To my understanding, MVNOs do have a place under the sun, as long as they have a clear understanding with their capacity supplier. MNOs potentially can squeeze them out, if they wish and if the regualtor would allow them to do so. Some rationale:
- MNOs can keep regulators at bay by allowing MVNOs.
- MVNOs usually target niche audiences. These should be uninteresting for the MNO for any reason: too small, unattainable for the MNOs brand (danger of brand dilution), too expensive to market, no content available (see the Disney MVNOs).
- MNOs add a revenue stream (wholesale) and fill up their networks.
Finally, the NO versus the VNO (altnets do not have the last mile) case in fixed telecoms:
- The US have effectively banned altnets. Now there is a duopoly of telco v. cableco. End result: high prices, low speeds.
- Europe is struggling with the issue: Germany wants to adopt the US model, but the EC opposes this.
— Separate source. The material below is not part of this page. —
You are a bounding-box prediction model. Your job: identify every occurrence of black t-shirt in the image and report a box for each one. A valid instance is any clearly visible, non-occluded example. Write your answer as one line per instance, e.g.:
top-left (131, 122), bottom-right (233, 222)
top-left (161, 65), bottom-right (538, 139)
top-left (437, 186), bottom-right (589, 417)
The LLU model has proven effective in France, the UK, the Netherlands and elsewhere. Interestingly, KPN is trying to get the cablecos regulated, instead of getting itself unregulated. It believes in the British model (even if they don't want an Openreach style solution). The 64k dollar question is: how do we get fiber deeper into the telco networks, without banning LLU? Street cabinets simply offer no room to altnets to co-locate VDSL-DSLAMs.
Altnets are too entrenched in Europe, unless the incumbent simply buys them all. Then we could move to the US model: another dilemma, because that is not exactly a consumer friendly solution.